Tuesday, January 20, 2009

Something Worth Remembering

Writers have been known to remark on what hard work it is to finish a book. Successful writers sometimes comment on the difficulties of cranking out a book a year. In the press kit for her now book, A Darker Domain, no less an authority than Val McDermid lays it out:

People sometimes remark that I must work hard to produce a book a year. They look offended when I laugh. Then I explain. And they get it.

Both my grandfathers were miners. The one who only had daughters rejoiced that no child of his was going to have to spend a working life underground. Deep underground in the heat and the stink and the filth and the danger, they knew what hard work was, my grandfathers.

The next time any of us, myself included, feels the need to complain about a writer’s plight, we should stop, get on our knees, and thank whatever higher power we choose that we have the privilege, and the leisure, to be able to write.


goooooood girl said...

your blog is very fine......

Anonymous said...

Hi Dana

Great blog and very true - we do seem to gripe over nothing, half the time, don't we?

But put that down to the perfectionist in the writer. I'm finding this latest book very hard to write because I'm really sweating over making it a step forwards in terms of my craft.
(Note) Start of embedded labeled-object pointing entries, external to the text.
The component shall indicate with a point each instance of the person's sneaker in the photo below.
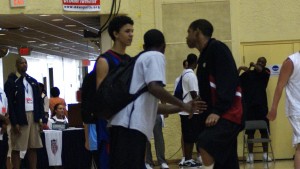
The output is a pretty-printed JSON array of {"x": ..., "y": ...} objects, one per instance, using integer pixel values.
[
  {"x": 249, "y": 158},
  {"x": 148, "y": 166},
  {"x": 181, "y": 162},
  {"x": 191, "y": 163},
  {"x": 267, "y": 158},
  {"x": 164, "y": 166}
]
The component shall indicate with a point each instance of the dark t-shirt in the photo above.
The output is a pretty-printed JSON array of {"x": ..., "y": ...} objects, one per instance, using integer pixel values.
[{"x": 254, "y": 85}]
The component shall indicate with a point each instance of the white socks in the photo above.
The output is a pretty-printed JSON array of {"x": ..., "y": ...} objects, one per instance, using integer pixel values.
[{"x": 208, "y": 167}]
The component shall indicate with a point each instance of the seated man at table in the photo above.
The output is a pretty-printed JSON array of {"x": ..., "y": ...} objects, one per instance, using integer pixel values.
[{"x": 58, "y": 116}]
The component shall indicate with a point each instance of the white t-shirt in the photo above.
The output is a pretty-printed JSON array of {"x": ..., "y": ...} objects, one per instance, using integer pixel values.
[
  {"x": 51, "y": 121},
  {"x": 292, "y": 89},
  {"x": 189, "y": 83},
  {"x": 141, "y": 114}
]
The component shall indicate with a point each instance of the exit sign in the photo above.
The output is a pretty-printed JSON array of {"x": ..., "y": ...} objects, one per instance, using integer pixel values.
[{"x": 17, "y": 3}]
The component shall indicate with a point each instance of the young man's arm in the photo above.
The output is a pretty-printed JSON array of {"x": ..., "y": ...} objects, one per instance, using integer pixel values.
[
  {"x": 284, "y": 75},
  {"x": 102, "y": 69},
  {"x": 156, "y": 89}
]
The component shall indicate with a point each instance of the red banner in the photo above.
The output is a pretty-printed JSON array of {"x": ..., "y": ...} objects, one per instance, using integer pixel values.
[{"x": 81, "y": 5}]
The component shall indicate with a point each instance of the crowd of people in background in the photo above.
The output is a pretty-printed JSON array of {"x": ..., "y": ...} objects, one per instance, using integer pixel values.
[{"x": 215, "y": 100}]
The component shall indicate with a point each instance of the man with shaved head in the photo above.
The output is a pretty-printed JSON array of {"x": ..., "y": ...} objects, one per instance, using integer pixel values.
[{"x": 25, "y": 112}]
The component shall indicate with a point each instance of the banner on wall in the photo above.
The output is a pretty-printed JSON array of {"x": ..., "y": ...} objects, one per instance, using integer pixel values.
[{"x": 81, "y": 5}]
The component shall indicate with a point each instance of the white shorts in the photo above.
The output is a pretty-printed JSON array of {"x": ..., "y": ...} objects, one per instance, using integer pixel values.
[
  {"x": 295, "y": 123},
  {"x": 22, "y": 153}
]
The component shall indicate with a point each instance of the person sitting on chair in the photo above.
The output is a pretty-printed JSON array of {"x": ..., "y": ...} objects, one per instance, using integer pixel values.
[
  {"x": 255, "y": 105},
  {"x": 58, "y": 115}
]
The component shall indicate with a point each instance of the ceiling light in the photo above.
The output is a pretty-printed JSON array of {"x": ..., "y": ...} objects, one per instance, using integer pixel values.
[
  {"x": 57, "y": 20},
  {"x": 70, "y": 25}
]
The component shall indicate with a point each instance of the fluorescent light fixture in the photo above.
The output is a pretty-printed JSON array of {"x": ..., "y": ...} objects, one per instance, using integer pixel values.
[
  {"x": 70, "y": 25},
  {"x": 57, "y": 20}
]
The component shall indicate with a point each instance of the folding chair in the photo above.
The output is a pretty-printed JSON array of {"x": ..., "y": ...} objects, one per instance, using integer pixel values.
[{"x": 257, "y": 142}]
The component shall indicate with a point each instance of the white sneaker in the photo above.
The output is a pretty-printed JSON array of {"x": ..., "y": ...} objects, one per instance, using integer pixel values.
[
  {"x": 181, "y": 162},
  {"x": 266, "y": 158},
  {"x": 164, "y": 166},
  {"x": 148, "y": 166},
  {"x": 250, "y": 158}
]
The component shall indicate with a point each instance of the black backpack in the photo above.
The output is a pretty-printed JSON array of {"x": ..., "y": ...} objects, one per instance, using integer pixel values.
[
  {"x": 113, "y": 93},
  {"x": 179, "y": 90}
]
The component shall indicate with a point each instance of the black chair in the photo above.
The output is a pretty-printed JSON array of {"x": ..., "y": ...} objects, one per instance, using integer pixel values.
[{"x": 257, "y": 141}]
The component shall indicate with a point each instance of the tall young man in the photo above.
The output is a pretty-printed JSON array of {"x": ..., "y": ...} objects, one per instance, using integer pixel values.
[
  {"x": 254, "y": 84},
  {"x": 25, "y": 113},
  {"x": 133, "y": 125},
  {"x": 190, "y": 127},
  {"x": 219, "y": 86},
  {"x": 289, "y": 78},
  {"x": 120, "y": 30}
]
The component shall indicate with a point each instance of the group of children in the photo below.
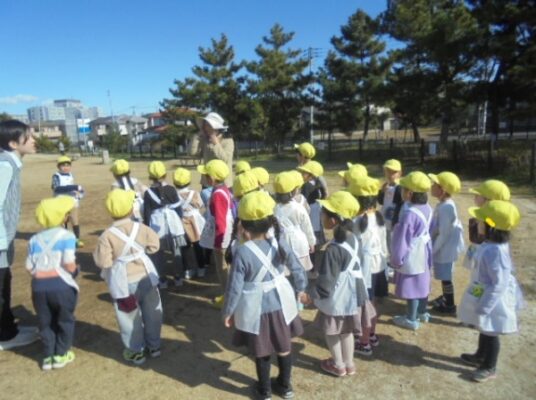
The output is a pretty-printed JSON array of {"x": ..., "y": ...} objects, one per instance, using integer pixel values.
[{"x": 265, "y": 248}]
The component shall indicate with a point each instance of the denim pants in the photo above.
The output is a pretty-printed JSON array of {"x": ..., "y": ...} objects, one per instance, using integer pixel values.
[
  {"x": 141, "y": 327},
  {"x": 55, "y": 312}
]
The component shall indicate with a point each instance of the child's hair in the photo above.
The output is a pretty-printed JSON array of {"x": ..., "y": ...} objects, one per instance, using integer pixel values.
[
  {"x": 283, "y": 198},
  {"x": 496, "y": 235},
  {"x": 344, "y": 226},
  {"x": 12, "y": 130},
  {"x": 419, "y": 198}
]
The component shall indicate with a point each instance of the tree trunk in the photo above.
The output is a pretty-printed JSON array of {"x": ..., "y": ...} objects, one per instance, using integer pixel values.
[
  {"x": 367, "y": 122},
  {"x": 416, "y": 134}
]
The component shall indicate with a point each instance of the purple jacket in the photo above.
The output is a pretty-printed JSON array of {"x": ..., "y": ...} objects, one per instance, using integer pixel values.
[{"x": 405, "y": 231}]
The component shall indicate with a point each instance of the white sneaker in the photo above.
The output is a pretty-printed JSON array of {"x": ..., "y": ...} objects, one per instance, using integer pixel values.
[{"x": 22, "y": 339}]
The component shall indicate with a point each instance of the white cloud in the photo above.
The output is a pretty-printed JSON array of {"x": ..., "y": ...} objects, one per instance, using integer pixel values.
[{"x": 18, "y": 99}]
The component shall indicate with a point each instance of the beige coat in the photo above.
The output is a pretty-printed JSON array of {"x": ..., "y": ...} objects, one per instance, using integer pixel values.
[
  {"x": 109, "y": 248},
  {"x": 223, "y": 150}
]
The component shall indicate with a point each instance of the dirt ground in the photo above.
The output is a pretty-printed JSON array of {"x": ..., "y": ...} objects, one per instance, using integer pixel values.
[{"x": 198, "y": 361}]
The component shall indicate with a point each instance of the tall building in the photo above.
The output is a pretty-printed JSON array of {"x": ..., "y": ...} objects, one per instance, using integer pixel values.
[{"x": 66, "y": 110}]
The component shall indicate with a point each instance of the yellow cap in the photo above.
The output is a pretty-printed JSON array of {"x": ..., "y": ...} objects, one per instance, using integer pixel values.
[
  {"x": 312, "y": 167},
  {"x": 498, "y": 214},
  {"x": 298, "y": 179},
  {"x": 341, "y": 203},
  {"x": 393, "y": 165},
  {"x": 182, "y": 177},
  {"x": 256, "y": 205},
  {"x": 285, "y": 182},
  {"x": 51, "y": 212},
  {"x": 353, "y": 172},
  {"x": 120, "y": 167},
  {"x": 492, "y": 189},
  {"x": 242, "y": 166},
  {"x": 416, "y": 181},
  {"x": 119, "y": 202},
  {"x": 262, "y": 175},
  {"x": 216, "y": 169},
  {"x": 448, "y": 181},
  {"x": 156, "y": 170},
  {"x": 245, "y": 183},
  {"x": 364, "y": 186},
  {"x": 63, "y": 160},
  {"x": 306, "y": 149}
]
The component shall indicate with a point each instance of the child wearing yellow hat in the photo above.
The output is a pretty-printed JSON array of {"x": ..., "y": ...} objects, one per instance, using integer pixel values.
[
  {"x": 63, "y": 184},
  {"x": 313, "y": 190},
  {"x": 131, "y": 276},
  {"x": 259, "y": 300},
  {"x": 339, "y": 291},
  {"x": 123, "y": 180},
  {"x": 492, "y": 189},
  {"x": 190, "y": 204},
  {"x": 492, "y": 300},
  {"x": 411, "y": 250},
  {"x": 369, "y": 228},
  {"x": 447, "y": 237},
  {"x": 218, "y": 228},
  {"x": 52, "y": 263},
  {"x": 161, "y": 210},
  {"x": 294, "y": 223}
]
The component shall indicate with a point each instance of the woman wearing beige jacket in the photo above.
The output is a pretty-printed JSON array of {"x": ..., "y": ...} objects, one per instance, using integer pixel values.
[{"x": 211, "y": 144}]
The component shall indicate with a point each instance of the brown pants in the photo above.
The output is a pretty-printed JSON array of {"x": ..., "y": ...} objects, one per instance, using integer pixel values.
[{"x": 222, "y": 268}]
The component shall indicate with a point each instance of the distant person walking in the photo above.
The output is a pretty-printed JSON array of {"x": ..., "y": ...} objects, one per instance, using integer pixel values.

I worry over every photoshoot I do in my day job, because I want to make it better than the last, even though I've been doing the job for over 20 years.

But, I do regularly sit back and think how lucky I am to be doing what I do. And my grandfather was a miner in Nottinghamshire who had his back broken in a mine accident, so I know exactly where Val's coming from.

Dana King said...

Thanks for stopping by, Zoe. I have no miners in my immediate family, but I grew up in a mill town on the edge of coal country, so I know, and know of, people who grew up with hard living. (My mother, who is 82 today, came up through The Depression, picking up the coal tha fell off of trains to heat the house.) I have been spared, but I sympathize.

Believe it or not, this post started a short discussion on Crimespace, where it was asserted that, while miners are proud folk, many people in that, or similar, lines of work are there because they didn't want to spend the extra time in school, and that everyone has choices. While I'll admit everyone has choices, some have more than others. I doubt there are 12-year-old kids in Appalachia who dream of going into the mines when they grow up.